Pages

Monday, April 28, 2014

How to convert a Shapefile from UTM (WGS84) Coordinates into GPS Latitude/Longitude in R

According to Gartner, more than 80% of all information is supposed to have spatial reference.
The business value of any kind of data with spatial reference can be dramatically leveraged by means of integration and visualization with geographical, demographic and geopolitical data.

Developers and IT professionals often choose the way of creating their own geographical master data instead of relying on traditional GIS applications, which are often too highly specialized in order to be integrate into the ongoing information systems.

For this purpose, many open data sources and technologies can be used; the most common data format is the ERSI shapefile. To import a shapefile from the filesystem to one database many different tools can be used; in SQL Server environments I suggest the free and fast Shape2SQL Freeware tool.

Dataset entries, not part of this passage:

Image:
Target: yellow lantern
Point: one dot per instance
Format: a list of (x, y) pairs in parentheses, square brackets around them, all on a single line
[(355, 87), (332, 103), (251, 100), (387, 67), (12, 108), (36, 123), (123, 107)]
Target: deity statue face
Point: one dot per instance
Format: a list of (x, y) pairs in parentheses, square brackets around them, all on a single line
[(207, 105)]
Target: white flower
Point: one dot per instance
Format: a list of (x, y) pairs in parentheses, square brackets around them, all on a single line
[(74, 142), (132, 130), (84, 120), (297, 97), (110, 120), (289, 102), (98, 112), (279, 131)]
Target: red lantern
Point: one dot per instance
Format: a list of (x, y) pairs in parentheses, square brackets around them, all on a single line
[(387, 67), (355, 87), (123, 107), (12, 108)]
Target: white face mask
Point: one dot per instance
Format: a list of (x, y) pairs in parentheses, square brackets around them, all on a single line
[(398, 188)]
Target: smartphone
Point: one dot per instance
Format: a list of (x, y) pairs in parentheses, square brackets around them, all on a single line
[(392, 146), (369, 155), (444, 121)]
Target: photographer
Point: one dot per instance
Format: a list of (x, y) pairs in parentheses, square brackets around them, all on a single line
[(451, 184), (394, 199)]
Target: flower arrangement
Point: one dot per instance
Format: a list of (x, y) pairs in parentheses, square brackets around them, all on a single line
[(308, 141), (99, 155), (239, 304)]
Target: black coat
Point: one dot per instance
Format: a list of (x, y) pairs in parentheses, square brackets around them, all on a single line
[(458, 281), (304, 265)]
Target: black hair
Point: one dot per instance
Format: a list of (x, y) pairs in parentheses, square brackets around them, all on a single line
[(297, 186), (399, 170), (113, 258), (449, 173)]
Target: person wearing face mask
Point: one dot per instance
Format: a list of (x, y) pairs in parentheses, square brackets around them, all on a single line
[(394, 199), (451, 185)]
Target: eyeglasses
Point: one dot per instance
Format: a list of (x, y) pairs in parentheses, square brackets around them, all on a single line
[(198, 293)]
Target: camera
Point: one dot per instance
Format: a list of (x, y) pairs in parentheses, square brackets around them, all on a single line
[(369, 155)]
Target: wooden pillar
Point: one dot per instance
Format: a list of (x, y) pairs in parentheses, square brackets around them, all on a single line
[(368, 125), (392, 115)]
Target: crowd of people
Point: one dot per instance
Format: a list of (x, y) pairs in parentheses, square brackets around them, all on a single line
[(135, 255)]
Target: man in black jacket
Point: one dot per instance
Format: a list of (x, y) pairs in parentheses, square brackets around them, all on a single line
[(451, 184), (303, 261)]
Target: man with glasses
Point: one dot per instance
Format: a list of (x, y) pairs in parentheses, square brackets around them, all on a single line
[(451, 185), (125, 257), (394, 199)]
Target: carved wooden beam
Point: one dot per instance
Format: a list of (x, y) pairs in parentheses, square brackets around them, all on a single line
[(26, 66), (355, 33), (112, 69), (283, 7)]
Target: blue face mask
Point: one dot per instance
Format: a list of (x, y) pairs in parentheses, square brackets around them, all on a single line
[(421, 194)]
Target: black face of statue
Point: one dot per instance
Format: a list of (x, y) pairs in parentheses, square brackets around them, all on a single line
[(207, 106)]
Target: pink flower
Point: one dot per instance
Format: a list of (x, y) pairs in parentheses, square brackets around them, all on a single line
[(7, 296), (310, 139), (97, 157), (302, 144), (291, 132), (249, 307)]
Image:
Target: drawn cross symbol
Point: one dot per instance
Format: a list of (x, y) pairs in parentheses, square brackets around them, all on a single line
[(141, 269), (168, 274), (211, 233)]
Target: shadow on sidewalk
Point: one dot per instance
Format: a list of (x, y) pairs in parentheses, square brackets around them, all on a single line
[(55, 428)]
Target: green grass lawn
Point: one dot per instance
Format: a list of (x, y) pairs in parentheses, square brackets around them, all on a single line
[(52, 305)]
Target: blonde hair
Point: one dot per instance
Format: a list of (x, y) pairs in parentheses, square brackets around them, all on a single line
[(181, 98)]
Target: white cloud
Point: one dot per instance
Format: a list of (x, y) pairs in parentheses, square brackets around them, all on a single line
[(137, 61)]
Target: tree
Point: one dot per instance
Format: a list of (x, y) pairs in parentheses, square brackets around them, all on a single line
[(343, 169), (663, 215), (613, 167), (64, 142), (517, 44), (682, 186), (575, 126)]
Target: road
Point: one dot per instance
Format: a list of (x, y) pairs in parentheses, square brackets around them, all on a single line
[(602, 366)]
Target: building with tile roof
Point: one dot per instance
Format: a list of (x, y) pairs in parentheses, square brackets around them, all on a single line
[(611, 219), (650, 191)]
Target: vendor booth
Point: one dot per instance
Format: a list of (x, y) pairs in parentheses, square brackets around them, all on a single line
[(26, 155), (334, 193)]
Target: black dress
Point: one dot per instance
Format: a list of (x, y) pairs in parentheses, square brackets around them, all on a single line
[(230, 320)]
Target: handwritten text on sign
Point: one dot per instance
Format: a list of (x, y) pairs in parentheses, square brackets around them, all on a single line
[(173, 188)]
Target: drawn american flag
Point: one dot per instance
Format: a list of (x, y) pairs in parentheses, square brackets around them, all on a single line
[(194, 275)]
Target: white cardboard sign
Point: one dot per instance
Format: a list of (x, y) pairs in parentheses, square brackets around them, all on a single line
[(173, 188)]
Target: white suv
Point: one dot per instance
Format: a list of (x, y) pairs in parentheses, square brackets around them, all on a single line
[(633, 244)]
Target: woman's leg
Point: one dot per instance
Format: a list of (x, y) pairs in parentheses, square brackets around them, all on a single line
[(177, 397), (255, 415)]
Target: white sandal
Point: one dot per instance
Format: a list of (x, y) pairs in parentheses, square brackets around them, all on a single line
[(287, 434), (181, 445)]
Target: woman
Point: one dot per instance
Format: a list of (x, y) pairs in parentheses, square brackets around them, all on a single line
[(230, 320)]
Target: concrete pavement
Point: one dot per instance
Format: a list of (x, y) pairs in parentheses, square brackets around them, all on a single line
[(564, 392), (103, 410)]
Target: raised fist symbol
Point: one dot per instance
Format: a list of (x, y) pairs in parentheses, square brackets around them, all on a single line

Important: during the upload. Shape2SQL uses an unique transaction. If for any reason the creation of the SQL spatial index fails, the entire transaction will be rollbacked and and you won't see any newly created table in your target database - I suggest to disable this automatic and buggy index creation feature. Do not also forget to set the SRID as 4236.

You might think that once you your "shape" table has been created, your pairs of latitude and longitude coordinates are ready to uniquely identify every surface/polygon as well as every point on the earth's surface. Unfortunately, it's not quite that simple.

If your goal is to integrate and visualize data on standard platforms as Google Maps, OpenStreeMap or Bing Maps, you need in fact GPS latitude/longitude coordinates in WGS 1984 format - otherwise known as EPSG 4326. Most of the open data sources, however, publish shapefile data in UTM format, an old format that differs from the latitude/longitude system in several respects.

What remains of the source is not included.